Having obtained data strongly suggesting that TLR mediates PL-induced-inflammation in the lungs, we turned our attention to a resident effector cell population that expresses these innate immune receptors, namely AMs. The PL-induced reactions were markedly diminished in AM-depleted mice, suggesting an important role for AMs in their pathogenesis. However, the responses were not completely abrogated. This finding suggests that the macrophages that escaped depletion or perhaps another cell type that expresses TLRs, e.g., epithelial cells, dendritic cells and/or mast cells, accounted for the residual response.
The interaction of PL with another component of the innate immune system has recently been reported [24
]. PL was demonstrated to bind to the antibacterial proteins S100A8/A9 via a site not involved with Ig binding. It was suggested that this interaction protected PL-secreting strains from the bactericidal actions of these antibacterial proteins and thereby promoted inflammation.

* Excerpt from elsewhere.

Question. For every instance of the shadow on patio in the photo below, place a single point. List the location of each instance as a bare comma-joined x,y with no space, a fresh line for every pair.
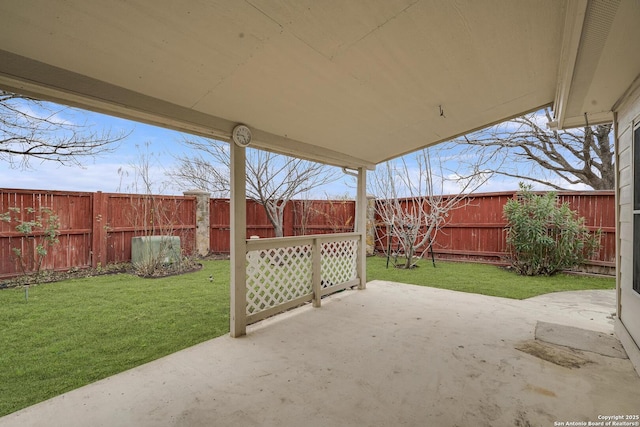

In summary, our results reveal a novel pro-inflammatory mechanism initiated by a microbial protein with known B cell superantigenic properties. Whereas the virulence of F. magna has been formerly associated with the superantigenic Ig binding property of PL, our findings indicate that this property does not account for PL-induced pulmonary inflammation. Rather, the experimental results strongly suggest pulmonary inflammation is mediated by a MyD88-dependent activity of this microbial protein, which we believe is most likely initiated by its binding to a TLR expressed by pulmonary macrophages. Accordingly, our results add to the growing list of mechanisms by which this bacterial protein may exploit components of the adaptive and innate immune system to elicit inflammation.